Step 1: Identify the limit we want to find: lim (x -> 1) (x^2 - 1)/(x - 1)^2.
Step 2: Notice that the expression (x^2 - 1) can be factored. It factors to (x - 1)(x + 1).
Step 3: Rewrite the limit using the factored form: lim (x -> 1) ((x - 1)(x + 1))/(x - 1)^2.
Step 4: Simplify the expression by canceling one (x - 1) from the numerator and the denominator: lim (x -> 1) (x + 1)/(x - 1).
Step 5: Now, substitute x = 1 into the simplified expression: (1 + 1)/(1 - 1).
Step 6: Notice that substituting gives us 2/0, which means we need to analyze the limit further.
Step 7: As x approaches 1, the expression (x + 1) approaches 2, and (x - 1) approaches 0.

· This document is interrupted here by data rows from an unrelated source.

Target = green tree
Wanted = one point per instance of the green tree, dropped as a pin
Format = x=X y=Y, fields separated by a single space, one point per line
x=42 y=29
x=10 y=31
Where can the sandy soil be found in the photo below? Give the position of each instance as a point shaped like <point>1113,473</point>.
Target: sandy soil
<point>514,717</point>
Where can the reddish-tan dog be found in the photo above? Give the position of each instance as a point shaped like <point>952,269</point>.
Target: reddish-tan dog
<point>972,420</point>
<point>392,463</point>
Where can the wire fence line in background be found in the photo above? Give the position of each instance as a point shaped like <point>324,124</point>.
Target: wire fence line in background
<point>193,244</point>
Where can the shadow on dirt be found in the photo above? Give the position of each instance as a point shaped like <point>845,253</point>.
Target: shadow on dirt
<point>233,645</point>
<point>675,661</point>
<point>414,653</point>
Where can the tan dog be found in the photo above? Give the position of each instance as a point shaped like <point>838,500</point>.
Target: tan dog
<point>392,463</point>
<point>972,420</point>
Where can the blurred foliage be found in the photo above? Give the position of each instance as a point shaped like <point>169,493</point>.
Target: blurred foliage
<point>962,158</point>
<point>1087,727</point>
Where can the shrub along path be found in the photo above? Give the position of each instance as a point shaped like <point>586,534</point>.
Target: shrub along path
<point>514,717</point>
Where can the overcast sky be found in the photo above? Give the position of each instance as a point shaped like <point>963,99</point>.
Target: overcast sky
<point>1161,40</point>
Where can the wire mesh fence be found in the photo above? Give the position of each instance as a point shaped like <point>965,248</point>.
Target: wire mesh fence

Step 8: Since (x - 1) is approaching 0, we can say that the limit approaches infinity or negative infinity depending on the direction from which x approaches 1.
Step 9: However, we can also consider the left-hand limit and right-hand limit separately to confirm the behavior.
Step 10: Conclude that the limit does not exist in the traditional sense, but we can say it approaches infinity.
Limits – Understanding how to evaluate limits, especially when direct substitution leads to indeterminate forms.
Factoring – The ability to factor expressions to simplify limits and resolve indeterminate forms.
Cancellation – Recognizing when and how to cancel common factors in a limit expression.